I lavoratori Eutelia dimenticati e i no-bavaglio intervistati

Doveva essere una normale giornata di manifestazione contro la legge bavaglio. Ve ne sono state numerose a Roma e nelle altre città italiane. Un banchetto, un microfono, due casse, un amplificatore di fortuna. Le solite bandiere rosse della CGIL e quelle viola del popolo dipinto e drappeggiato anch’esso. Giovani che hanno solo vissuto e conosciuto il berlusconismo come sistema di potere e di pensiero unico. Eppure come sempre, ogni volta sono lì a volantinare (pratica poco conosciuta ai più, molto più abituati a postare).

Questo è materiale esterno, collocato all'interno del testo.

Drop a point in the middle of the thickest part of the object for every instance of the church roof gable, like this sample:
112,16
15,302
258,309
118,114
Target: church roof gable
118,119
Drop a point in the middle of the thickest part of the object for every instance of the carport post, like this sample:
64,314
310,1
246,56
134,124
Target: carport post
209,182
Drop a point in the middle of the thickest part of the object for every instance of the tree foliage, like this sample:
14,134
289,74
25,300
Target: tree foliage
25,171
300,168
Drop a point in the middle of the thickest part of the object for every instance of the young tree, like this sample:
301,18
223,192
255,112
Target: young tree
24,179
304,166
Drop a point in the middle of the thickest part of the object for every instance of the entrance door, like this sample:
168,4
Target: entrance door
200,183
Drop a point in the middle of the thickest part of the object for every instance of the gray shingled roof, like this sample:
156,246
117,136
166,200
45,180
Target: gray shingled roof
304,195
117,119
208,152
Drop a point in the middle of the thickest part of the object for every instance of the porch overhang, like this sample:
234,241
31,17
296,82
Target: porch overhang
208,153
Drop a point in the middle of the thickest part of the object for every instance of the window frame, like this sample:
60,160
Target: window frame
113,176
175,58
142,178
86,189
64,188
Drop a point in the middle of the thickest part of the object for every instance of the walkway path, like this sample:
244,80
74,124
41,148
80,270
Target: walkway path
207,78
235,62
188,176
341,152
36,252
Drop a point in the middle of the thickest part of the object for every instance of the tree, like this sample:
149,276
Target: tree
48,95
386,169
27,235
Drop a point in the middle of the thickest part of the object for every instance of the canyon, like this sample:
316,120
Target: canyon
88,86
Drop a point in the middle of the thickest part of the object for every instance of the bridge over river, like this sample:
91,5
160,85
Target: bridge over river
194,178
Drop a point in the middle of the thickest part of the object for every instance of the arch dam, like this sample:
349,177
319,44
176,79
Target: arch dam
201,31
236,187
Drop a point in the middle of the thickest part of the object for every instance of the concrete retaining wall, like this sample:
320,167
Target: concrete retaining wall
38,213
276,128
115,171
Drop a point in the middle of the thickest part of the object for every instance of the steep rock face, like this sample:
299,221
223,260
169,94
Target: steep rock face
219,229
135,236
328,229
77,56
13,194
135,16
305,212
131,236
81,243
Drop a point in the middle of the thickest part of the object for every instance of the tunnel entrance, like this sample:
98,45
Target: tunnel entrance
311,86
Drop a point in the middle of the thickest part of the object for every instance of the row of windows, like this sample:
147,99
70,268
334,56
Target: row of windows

Mi fermo accanto ad una ragazzina, quindici, al massimo sedici anni e mi racconta la sua, la loro di strategia. Racconta di un sassolino nella scarpa, sempre lì, immobile, a dare fastidio, a rompere finché non si ottiene il raggiungimento del loro obbiettivo. E il loro obbiettivo è il ritiro della legge bavaglio. Poi si sente un mormorio, nella piazza, dapprima un brusio che diventa sempre più diffuso. Hanno là, nel palazzo di fronte, rinviato l’approvazione della legge: a settembre dicono, non si è certi. Qualcuno prende il microfono ancora ronzante e frusciante e fra fischi e pernacchie fa l’annuncio provvisorio ed incerto. Poi inizia il susseguirsi di oratori, quelli ufficiali e quelli meno, "quasi" leader del popolo viola o dei blogger. La notizia del rinvio viene rievocato con i dovuti scongiuri e "nascoste grattatine", al massimo un " tocchiamo ferro". Forse sì, forse che no, qualcuno avverte di stare all’erta dell’imbroglio; qualcuno (quelli più istituzionali) affermano che questa è una vittoria; alcuni che l’obiettivo è il ritiro della legge e che la lotta non è terminata; qualcun altro addirittura chiede le dimissioni di Berlusconi - che sembra più un sogno/delirio che una speranza -. Alcuni parlamentari si fanno vedere fra la folla (Di Pietro), altri passano frettolosi faccia a terra e passo veloce (Fassino). Forse conto più giornalisti che intervistati, fra tv e carta stampata, fra conduttrici e conduttori. Tra un applauso e l’altro si incominciano a ritirare gli striscioni. I viola di Bari, hanno un lungo viaggio di ritorno da fare e sono i primi a far fagotto. Quelli di Cuneo ritirano la loro bandiera. Alla fine rimangono solo i solitari lavoratori o ex lavoratori dell’Eutelia con il loro camper parcheggiato e il loro striscione. "Digiuno perché sono ciò che mangio". Si ritrovano in compagnia solo quando vi sono altri che protestano, poi il silenzio cade su di loro.